Pleasant Grove and other neighboring churches have reached out to activists as well as artists and community members to stand with them to protect Oakland’s culture and diversity. Some Black Lives Matter activists are joining with the church and community to hold various protests and have church outside. On November 7th, there is a event scheduled wherein Pleasant Grove and neighboring churches will march from its doors at 1124 Adeline St. in West Oakland down to Defremery Park on 1651 Adeline St. Defremery is a historical park where Oakland- born Black Panthers fed multitudes back in the 70’s and Black cowboy rodeos are still being held to this day.  The community will join up at this site and hold church outside and the organizers of this event welcome all old and new community member to come and enjoy music and other festivities.

I encourage the residents of Oakland who are concerned with the recent changes and citations  to join talks, forums and neighborhood discussions as well as town hall meetings at city hall, because the changes that are being made between gentrification, development and displacement won’t stop unless the city speaks and maybe then we will be able to hum the same tune.

Author Profile

I grew up on the border of San Leandro in Sobrante Park, deep East Oakland. I am a student at Laney College but I am in the process of transferring to Mills College, the all women’s university in Oakland. There, I will be majoring in Ethnic Studies with a minor in Women’s Leadership.

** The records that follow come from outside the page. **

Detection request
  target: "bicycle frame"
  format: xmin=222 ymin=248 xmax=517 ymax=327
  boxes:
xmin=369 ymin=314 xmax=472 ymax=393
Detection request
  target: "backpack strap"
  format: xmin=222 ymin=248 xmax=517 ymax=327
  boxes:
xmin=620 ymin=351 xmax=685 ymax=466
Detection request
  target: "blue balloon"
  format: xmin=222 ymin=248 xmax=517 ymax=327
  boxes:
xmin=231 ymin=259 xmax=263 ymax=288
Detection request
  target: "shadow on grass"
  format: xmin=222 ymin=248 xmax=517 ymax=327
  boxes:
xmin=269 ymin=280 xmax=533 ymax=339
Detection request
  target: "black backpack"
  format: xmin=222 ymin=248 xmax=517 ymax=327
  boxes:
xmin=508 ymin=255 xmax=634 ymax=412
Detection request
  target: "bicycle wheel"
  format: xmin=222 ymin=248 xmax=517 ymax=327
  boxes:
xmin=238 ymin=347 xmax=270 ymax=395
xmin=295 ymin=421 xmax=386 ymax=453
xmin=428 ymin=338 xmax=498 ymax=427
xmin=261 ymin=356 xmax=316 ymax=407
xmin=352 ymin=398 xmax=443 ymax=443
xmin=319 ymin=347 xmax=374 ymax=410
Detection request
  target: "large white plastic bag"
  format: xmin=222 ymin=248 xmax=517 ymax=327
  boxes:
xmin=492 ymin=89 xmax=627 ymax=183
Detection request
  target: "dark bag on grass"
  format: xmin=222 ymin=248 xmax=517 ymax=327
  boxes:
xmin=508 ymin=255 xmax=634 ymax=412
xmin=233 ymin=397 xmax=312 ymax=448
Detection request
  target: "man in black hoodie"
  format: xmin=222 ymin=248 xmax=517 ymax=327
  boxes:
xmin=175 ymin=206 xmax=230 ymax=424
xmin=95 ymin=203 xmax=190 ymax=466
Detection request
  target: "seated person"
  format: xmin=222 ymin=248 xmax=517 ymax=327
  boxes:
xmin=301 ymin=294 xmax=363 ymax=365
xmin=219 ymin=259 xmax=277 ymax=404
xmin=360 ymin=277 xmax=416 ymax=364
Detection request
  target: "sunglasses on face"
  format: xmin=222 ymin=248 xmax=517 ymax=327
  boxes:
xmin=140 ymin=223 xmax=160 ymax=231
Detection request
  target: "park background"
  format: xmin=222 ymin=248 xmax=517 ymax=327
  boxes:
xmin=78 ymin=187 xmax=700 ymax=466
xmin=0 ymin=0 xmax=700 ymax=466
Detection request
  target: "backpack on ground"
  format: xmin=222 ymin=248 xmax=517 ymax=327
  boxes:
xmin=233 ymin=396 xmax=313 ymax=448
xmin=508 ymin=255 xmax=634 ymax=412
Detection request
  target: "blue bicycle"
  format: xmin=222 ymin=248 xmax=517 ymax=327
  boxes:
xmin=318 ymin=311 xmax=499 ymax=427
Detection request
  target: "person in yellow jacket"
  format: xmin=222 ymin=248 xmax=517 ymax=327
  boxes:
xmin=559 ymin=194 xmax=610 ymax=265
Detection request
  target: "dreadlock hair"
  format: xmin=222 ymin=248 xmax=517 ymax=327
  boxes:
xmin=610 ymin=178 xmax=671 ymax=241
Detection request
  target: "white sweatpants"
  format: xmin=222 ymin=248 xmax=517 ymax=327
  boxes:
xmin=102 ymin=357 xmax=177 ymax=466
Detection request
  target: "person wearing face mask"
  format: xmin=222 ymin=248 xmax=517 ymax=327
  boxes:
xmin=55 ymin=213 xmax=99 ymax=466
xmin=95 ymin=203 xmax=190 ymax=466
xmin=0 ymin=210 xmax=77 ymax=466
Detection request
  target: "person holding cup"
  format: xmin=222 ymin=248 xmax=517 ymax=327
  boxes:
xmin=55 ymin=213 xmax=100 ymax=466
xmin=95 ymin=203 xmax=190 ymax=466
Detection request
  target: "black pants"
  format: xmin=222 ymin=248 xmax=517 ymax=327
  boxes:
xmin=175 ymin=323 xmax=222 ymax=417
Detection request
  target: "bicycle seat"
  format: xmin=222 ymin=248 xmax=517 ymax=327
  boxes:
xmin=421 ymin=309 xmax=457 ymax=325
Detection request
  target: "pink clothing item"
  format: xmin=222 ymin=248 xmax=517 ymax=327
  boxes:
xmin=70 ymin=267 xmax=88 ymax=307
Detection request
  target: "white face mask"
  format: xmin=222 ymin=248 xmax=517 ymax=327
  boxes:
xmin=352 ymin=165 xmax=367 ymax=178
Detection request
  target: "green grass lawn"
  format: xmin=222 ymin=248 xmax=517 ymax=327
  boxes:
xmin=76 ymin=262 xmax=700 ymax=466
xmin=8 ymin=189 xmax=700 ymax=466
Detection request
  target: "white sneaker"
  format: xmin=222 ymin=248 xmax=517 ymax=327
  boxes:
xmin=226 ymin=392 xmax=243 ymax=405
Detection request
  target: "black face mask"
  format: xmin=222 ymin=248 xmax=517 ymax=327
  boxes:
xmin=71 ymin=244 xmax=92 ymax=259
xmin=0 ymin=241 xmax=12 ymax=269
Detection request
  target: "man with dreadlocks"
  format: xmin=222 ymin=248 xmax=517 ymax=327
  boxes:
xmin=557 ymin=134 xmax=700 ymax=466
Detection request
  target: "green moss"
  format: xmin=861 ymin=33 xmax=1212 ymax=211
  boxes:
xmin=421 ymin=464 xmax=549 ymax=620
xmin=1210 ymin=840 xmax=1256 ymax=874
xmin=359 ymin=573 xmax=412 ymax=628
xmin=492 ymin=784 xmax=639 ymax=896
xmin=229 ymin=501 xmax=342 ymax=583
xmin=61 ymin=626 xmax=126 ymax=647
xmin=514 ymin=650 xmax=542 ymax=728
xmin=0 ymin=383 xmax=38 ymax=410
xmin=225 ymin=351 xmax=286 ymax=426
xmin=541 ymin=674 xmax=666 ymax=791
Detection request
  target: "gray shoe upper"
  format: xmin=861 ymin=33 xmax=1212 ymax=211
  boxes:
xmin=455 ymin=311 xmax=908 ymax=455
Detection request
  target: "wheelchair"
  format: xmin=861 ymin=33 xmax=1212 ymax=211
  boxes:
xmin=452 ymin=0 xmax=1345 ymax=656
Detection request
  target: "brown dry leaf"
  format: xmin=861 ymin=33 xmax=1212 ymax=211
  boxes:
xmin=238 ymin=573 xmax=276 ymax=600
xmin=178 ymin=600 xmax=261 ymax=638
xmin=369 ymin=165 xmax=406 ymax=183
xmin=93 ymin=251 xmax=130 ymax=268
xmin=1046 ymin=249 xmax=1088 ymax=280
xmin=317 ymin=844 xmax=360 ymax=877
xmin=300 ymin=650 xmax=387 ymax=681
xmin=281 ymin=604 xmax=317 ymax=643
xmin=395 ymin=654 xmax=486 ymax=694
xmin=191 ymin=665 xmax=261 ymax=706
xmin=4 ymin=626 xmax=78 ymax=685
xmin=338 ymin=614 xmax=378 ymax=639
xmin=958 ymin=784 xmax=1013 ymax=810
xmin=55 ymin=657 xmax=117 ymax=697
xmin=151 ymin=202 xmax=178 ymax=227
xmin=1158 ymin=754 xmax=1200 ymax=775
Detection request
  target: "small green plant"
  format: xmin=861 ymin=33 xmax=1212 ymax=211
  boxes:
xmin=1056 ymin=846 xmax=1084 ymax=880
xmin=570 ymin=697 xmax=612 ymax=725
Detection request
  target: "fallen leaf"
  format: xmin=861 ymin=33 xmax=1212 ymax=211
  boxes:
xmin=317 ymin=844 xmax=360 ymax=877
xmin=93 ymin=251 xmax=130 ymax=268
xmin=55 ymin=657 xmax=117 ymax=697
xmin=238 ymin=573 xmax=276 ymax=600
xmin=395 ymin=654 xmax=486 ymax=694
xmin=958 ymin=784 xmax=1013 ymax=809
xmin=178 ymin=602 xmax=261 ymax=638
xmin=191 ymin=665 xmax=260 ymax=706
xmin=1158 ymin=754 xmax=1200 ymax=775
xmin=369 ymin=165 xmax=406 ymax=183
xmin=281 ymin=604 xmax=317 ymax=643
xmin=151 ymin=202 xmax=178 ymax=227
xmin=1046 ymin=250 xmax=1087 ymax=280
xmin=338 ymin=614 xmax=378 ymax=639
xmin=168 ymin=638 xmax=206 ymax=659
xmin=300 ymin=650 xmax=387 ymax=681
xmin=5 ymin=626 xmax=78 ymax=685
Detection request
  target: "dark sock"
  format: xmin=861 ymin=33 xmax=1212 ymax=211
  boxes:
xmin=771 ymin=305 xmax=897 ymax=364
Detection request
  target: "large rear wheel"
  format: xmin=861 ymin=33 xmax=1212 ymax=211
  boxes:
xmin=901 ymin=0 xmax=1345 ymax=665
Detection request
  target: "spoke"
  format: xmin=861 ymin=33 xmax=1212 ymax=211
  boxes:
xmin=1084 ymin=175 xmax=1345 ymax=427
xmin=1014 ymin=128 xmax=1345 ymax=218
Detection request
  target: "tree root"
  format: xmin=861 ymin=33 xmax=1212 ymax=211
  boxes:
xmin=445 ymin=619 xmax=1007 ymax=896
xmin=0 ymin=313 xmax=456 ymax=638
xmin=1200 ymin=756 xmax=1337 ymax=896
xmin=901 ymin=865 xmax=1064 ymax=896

At Laney, my major was English.
I am an avid reader and lover of all things poetic. I enjoy music of all kinds, art, great food and spirits, traveling across the country and abroad and having unique experiences and sharing them with anyone willing to listen.
This project sparked my interest because the city of Oakland is so misunderstood. Oakland is a large and diverse city and because of the racial and economic makeup, I believe that it is easy for people to prejudge it.